Inspire forum highlights complex nature of plant NSPs
NSPs and the factors that influence their nutritional impact addressed at Inspire: Non-starch Polysaccharide Forum
The inaugural Inspire: Non-starch Polysaccharide (NSP) Forum got underway March 31 with 80 delegates from 23 countries hearing presentations aimed at generating a deeper understanding of the complex structures of plant NSPs and the factors that influence their nutritional impact.
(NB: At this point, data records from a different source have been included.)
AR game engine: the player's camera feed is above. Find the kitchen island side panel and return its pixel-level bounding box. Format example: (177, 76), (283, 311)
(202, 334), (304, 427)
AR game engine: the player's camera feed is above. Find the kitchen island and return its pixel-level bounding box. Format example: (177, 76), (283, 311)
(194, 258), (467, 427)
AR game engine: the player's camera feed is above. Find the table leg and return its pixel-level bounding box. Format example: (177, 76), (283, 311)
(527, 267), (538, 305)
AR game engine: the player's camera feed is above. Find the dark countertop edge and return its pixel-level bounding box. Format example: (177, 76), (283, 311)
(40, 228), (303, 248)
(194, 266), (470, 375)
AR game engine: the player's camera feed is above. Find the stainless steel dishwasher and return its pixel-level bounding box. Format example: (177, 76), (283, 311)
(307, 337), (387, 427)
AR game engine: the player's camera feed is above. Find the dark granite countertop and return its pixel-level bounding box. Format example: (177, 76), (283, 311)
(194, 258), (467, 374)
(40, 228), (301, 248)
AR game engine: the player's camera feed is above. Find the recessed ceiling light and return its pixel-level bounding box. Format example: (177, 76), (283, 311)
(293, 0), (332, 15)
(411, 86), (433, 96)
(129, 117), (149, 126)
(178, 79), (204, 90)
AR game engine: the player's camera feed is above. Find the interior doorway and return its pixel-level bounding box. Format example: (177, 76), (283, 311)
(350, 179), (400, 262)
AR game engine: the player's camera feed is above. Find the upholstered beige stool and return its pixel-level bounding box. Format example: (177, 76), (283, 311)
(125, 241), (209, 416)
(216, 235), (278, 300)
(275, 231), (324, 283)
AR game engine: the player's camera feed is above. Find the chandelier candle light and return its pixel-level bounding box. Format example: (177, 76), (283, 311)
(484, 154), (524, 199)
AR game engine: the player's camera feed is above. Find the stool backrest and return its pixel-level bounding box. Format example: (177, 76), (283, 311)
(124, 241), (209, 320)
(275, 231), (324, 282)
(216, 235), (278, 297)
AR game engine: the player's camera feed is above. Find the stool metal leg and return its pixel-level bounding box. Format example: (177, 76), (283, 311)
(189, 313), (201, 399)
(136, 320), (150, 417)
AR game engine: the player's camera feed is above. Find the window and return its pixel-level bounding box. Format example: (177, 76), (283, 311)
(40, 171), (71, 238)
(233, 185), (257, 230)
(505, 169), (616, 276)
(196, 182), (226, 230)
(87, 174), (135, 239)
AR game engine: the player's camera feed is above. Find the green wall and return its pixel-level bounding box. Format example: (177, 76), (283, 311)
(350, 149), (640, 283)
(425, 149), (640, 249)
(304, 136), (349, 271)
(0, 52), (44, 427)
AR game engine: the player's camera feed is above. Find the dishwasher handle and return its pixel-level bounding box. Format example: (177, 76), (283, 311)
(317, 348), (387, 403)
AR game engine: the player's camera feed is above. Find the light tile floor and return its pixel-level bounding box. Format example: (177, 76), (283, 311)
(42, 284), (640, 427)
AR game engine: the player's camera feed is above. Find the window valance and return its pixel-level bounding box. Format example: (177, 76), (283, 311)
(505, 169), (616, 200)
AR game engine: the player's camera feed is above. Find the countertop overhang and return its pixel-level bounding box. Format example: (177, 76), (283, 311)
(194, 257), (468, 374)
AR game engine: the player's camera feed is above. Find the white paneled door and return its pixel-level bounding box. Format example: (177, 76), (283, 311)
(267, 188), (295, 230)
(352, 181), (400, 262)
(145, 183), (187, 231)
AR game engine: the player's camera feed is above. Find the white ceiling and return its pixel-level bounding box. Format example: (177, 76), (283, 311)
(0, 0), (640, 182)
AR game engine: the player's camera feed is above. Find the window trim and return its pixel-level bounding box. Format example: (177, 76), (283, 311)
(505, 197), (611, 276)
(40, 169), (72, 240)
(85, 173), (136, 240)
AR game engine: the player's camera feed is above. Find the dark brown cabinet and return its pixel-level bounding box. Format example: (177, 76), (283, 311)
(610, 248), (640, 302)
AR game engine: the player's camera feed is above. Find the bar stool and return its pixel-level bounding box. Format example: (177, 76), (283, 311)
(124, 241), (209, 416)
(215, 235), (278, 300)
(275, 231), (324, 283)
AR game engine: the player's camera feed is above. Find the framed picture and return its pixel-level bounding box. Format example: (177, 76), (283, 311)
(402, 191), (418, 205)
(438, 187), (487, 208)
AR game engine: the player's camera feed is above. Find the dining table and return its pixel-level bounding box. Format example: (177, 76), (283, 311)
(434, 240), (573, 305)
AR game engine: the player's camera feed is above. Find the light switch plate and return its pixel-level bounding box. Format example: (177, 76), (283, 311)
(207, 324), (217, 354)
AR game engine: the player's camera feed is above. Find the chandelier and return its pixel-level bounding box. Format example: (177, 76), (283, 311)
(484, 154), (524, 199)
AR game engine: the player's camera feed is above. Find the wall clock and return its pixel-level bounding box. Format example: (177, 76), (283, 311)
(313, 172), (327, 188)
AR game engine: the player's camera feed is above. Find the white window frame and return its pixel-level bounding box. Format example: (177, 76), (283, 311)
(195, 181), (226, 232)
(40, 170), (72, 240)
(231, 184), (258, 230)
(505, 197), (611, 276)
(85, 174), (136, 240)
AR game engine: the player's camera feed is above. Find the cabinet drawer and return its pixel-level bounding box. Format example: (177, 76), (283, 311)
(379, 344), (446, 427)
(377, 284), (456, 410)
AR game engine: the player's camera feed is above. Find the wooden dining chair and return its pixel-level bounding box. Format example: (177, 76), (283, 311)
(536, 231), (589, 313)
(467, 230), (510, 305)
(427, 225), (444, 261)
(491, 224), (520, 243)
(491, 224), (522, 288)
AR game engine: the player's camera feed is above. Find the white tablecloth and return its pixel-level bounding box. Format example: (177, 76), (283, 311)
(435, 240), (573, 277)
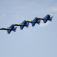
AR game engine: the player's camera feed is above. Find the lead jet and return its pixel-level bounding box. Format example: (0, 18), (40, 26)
(0, 24), (17, 34)
(27, 14), (53, 26)
(14, 20), (29, 30)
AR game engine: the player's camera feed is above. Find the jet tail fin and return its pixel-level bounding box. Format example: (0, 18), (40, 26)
(20, 26), (24, 30)
(43, 19), (47, 23)
(7, 27), (17, 34)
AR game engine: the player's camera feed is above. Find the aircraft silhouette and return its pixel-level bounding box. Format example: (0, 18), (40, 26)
(0, 24), (17, 34)
(0, 14), (53, 34)
(14, 20), (29, 30)
(27, 14), (53, 26)
(15, 14), (53, 30)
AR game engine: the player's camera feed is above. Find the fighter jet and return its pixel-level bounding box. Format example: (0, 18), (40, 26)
(14, 20), (29, 30)
(42, 14), (53, 23)
(0, 24), (17, 34)
(27, 14), (53, 26)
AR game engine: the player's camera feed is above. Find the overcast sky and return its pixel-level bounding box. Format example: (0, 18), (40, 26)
(0, 0), (57, 57)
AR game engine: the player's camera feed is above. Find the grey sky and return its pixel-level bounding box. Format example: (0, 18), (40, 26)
(0, 0), (57, 57)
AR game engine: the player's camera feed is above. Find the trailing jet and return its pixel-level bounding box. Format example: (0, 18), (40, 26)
(27, 14), (53, 26)
(15, 20), (29, 30)
(0, 24), (17, 34)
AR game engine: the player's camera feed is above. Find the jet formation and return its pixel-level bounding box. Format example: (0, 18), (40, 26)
(0, 14), (53, 34)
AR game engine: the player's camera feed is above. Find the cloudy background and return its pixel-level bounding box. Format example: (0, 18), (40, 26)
(0, 0), (57, 57)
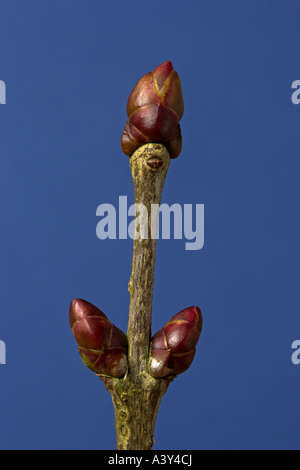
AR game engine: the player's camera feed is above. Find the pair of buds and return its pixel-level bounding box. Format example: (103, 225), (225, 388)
(69, 299), (202, 379)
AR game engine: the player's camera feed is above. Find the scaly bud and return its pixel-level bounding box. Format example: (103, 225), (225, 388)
(121, 61), (184, 158)
(69, 299), (127, 377)
(149, 307), (202, 379)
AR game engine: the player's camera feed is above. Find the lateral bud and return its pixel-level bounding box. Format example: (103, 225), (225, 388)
(69, 299), (127, 377)
(149, 306), (202, 379)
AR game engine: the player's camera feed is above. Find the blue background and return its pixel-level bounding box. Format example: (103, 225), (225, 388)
(0, 0), (300, 450)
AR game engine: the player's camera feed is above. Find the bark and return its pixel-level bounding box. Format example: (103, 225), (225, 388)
(101, 144), (172, 450)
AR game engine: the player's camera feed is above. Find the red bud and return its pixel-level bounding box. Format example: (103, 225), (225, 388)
(121, 61), (184, 158)
(149, 307), (202, 379)
(69, 299), (127, 377)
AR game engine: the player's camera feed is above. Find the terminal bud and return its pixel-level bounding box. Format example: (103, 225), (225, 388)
(121, 60), (184, 158)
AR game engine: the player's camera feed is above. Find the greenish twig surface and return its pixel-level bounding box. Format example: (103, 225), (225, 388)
(101, 144), (172, 450)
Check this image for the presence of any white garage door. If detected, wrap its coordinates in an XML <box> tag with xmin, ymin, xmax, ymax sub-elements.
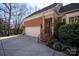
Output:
<box><xmin>25</xmin><ymin>27</ymin><xmax>40</xmax><ymax>37</ymax></box>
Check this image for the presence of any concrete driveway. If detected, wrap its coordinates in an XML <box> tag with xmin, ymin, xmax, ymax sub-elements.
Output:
<box><xmin>0</xmin><ymin>35</ymin><xmax>65</xmax><ymax>56</ymax></box>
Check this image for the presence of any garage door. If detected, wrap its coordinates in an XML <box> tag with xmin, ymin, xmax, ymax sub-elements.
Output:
<box><xmin>25</xmin><ymin>27</ymin><xmax>40</xmax><ymax>37</ymax></box>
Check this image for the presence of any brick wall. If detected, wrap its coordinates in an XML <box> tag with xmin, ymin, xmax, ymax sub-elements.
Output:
<box><xmin>24</xmin><ymin>17</ymin><xmax>43</xmax><ymax>27</ymax></box>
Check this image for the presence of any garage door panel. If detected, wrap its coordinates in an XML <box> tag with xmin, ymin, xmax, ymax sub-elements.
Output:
<box><xmin>25</xmin><ymin>27</ymin><xmax>40</xmax><ymax>37</ymax></box>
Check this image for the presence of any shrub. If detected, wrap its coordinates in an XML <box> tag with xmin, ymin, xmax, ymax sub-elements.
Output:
<box><xmin>54</xmin><ymin>22</ymin><xmax>65</xmax><ymax>39</ymax></box>
<box><xmin>58</xmin><ymin>23</ymin><xmax>79</xmax><ymax>47</ymax></box>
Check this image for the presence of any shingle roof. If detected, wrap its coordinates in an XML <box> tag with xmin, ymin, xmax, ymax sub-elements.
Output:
<box><xmin>59</xmin><ymin>3</ymin><xmax>79</xmax><ymax>13</ymax></box>
<box><xmin>26</xmin><ymin>3</ymin><xmax>58</xmax><ymax>18</ymax></box>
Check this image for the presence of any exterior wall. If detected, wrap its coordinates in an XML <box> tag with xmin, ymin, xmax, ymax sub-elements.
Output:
<box><xmin>62</xmin><ymin>11</ymin><xmax>79</xmax><ymax>24</ymax></box>
<box><xmin>24</xmin><ymin>6</ymin><xmax>57</xmax><ymax>36</ymax></box>
<box><xmin>24</xmin><ymin>17</ymin><xmax>43</xmax><ymax>37</ymax></box>
<box><xmin>25</xmin><ymin>26</ymin><xmax>40</xmax><ymax>37</ymax></box>
<box><xmin>24</xmin><ymin>17</ymin><xmax>43</xmax><ymax>27</ymax></box>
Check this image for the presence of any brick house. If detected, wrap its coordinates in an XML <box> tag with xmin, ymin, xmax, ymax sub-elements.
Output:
<box><xmin>24</xmin><ymin>3</ymin><xmax>79</xmax><ymax>41</ymax></box>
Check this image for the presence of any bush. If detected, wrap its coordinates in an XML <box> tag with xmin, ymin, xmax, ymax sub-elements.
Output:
<box><xmin>54</xmin><ymin>22</ymin><xmax>65</xmax><ymax>39</ymax></box>
<box><xmin>58</xmin><ymin>23</ymin><xmax>79</xmax><ymax>47</ymax></box>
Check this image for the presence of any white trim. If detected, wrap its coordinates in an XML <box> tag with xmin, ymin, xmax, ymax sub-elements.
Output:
<box><xmin>25</xmin><ymin>26</ymin><xmax>40</xmax><ymax>37</ymax></box>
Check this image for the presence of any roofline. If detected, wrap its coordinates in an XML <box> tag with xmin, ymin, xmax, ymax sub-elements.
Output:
<box><xmin>60</xmin><ymin>9</ymin><xmax>79</xmax><ymax>15</ymax></box>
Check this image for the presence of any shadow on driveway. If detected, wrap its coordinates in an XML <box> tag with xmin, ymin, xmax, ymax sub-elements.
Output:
<box><xmin>0</xmin><ymin>35</ymin><xmax>65</xmax><ymax>56</ymax></box>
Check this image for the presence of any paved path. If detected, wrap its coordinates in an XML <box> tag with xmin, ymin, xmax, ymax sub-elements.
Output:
<box><xmin>0</xmin><ymin>35</ymin><xmax>65</xmax><ymax>56</ymax></box>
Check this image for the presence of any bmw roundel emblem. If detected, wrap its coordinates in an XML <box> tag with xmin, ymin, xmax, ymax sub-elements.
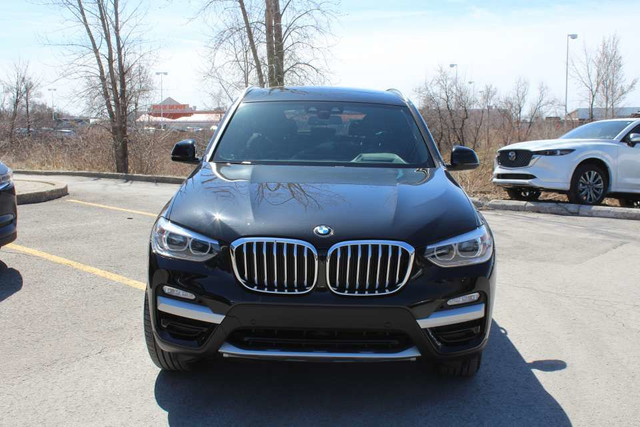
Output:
<box><xmin>313</xmin><ymin>225</ymin><xmax>333</xmax><ymax>237</ymax></box>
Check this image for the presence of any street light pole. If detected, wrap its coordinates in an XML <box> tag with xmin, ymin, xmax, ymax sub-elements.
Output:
<box><xmin>47</xmin><ymin>88</ymin><xmax>56</xmax><ymax>123</ymax></box>
<box><xmin>564</xmin><ymin>34</ymin><xmax>578</xmax><ymax>126</ymax></box>
<box><xmin>156</xmin><ymin>71</ymin><xmax>169</xmax><ymax>129</ymax></box>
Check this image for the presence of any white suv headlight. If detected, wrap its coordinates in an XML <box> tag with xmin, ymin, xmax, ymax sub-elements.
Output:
<box><xmin>424</xmin><ymin>225</ymin><xmax>493</xmax><ymax>267</ymax></box>
<box><xmin>151</xmin><ymin>218</ymin><xmax>220</xmax><ymax>261</ymax></box>
<box><xmin>0</xmin><ymin>169</ymin><xmax>13</xmax><ymax>188</ymax></box>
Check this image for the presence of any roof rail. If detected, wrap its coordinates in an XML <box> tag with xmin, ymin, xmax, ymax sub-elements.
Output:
<box><xmin>387</xmin><ymin>88</ymin><xmax>408</xmax><ymax>102</ymax></box>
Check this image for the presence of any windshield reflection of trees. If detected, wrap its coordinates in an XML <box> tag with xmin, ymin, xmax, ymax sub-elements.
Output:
<box><xmin>179</xmin><ymin>163</ymin><xmax>344</xmax><ymax>209</ymax></box>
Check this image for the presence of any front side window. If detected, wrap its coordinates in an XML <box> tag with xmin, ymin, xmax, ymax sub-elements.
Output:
<box><xmin>560</xmin><ymin>120</ymin><xmax>633</xmax><ymax>139</ymax></box>
<box><xmin>212</xmin><ymin>101</ymin><xmax>433</xmax><ymax>167</ymax></box>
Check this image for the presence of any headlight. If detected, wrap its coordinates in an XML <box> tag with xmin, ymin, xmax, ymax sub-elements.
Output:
<box><xmin>0</xmin><ymin>169</ymin><xmax>13</xmax><ymax>188</ymax></box>
<box><xmin>151</xmin><ymin>218</ymin><xmax>220</xmax><ymax>261</ymax></box>
<box><xmin>424</xmin><ymin>225</ymin><xmax>493</xmax><ymax>267</ymax></box>
<box><xmin>533</xmin><ymin>149</ymin><xmax>576</xmax><ymax>156</ymax></box>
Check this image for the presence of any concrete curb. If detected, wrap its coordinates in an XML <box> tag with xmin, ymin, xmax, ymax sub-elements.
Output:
<box><xmin>472</xmin><ymin>199</ymin><xmax>640</xmax><ymax>220</ymax></box>
<box><xmin>16</xmin><ymin>180</ymin><xmax>69</xmax><ymax>205</ymax></box>
<box><xmin>13</xmin><ymin>169</ymin><xmax>186</xmax><ymax>184</ymax></box>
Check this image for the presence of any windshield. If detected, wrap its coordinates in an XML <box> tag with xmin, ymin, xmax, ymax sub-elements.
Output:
<box><xmin>560</xmin><ymin>120</ymin><xmax>633</xmax><ymax>139</ymax></box>
<box><xmin>213</xmin><ymin>101</ymin><xmax>433</xmax><ymax>167</ymax></box>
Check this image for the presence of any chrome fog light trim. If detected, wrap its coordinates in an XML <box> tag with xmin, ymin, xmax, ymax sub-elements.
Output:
<box><xmin>162</xmin><ymin>285</ymin><xmax>196</xmax><ymax>300</ymax></box>
<box><xmin>447</xmin><ymin>292</ymin><xmax>480</xmax><ymax>305</ymax></box>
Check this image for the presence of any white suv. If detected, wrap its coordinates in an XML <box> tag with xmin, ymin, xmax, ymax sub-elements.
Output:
<box><xmin>493</xmin><ymin>119</ymin><xmax>640</xmax><ymax>207</ymax></box>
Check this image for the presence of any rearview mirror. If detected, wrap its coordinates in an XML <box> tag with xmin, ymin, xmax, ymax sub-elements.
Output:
<box><xmin>447</xmin><ymin>145</ymin><xmax>480</xmax><ymax>171</ymax></box>
<box><xmin>171</xmin><ymin>139</ymin><xmax>200</xmax><ymax>164</ymax></box>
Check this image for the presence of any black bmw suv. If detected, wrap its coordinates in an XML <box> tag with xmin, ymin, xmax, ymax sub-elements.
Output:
<box><xmin>144</xmin><ymin>87</ymin><xmax>495</xmax><ymax>376</ymax></box>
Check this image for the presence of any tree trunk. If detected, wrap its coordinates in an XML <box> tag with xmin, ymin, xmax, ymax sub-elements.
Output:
<box><xmin>238</xmin><ymin>0</ymin><xmax>264</xmax><ymax>87</ymax></box>
<box><xmin>264</xmin><ymin>0</ymin><xmax>278</xmax><ymax>87</ymax></box>
<box><xmin>271</xmin><ymin>0</ymin><xmax>284</xmax><ymax>86</ymax></box>
<box><xmin>24</xmin><ymin>89</ymin><xmax>31</xmax><ymax>136</ymax></box>
<box><xmin>111</xmin><ymin>122</ymin><xmax>129</xmax><ymax>173</ymax></box>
It was the first of three sessions across the three days of the Inspire forum looking, respectively, at aspects of the NSP substrate, the impact of fibre on animal nutrition and feed enzyme solutions to improve efficacy and sustainability.
Chairing this first session, AB Vista Research Director Mike Bedford highlighted the importance of understanding how NSPs were synthesised and structured when the target was to achieve effective and targeted breakdown using exogenous enzymes.
The process by which cellulose is synthesised was outlined by Dr. Staffan Persson of the Max Planck Institute. This was followed by a review of the arabinoxylan structure of cereal grains using a fluorescently-labelled inactivated xylanase by Joran Verspeet of KU Leuven, a technique which also highlighted clear evidence of specificity between different xylanases and different arabionoxylan structures.
Stan Cauvain of Baketran then discussed the experience of the breadmaking industry in using xylanases to overcome the water retaining ability of grain NSPs to maintain bread quality. It was problem that had grown considerably as demand for high fibre wholemeal bread increased during the past 30 years.
Cauvain stated: "The problem is that we have very little idea of why xylanase works in breadmaking. We know how to control the results, but we don't know exactly what is happening in terms of the interaction between the enzyme and grain quality."
Cauvain also highlighted the enormous challenge faced by his industry due to the variability in fibre content between flour batches, between flour types and between growing seasons. The inability to reliably predict response to xylanase addition - or the effect of the xylanase inhibitors known to be present in some grains - meant a heavy reliance on extensive and regular trial and error screening, a situation with considerable parallels in the feed industry.
The session closed with a presentation by Per Aman of the Swedish University of Agricultural Science, who discussed the challenges faced when trying to analyse plant fibre.
"None of the methodologies currently used produce exactly the same substrate conditions as found in the animal gut," he stated. "In terms of the characteristics important to animal nutrition, the molecular structure of the fibre component can be hugely important, as can agronomic conditions.
"For example, the branching on the xylose backbone of arabinoxylan molecules dictates the extent of viscosity effects, as well as how and where xylanases can act to break down those long-chain molecules. Differences between growing sites can also exceed varietal differences, and a detailed knowledge of these factors is essential when looking to understand xylanase activity."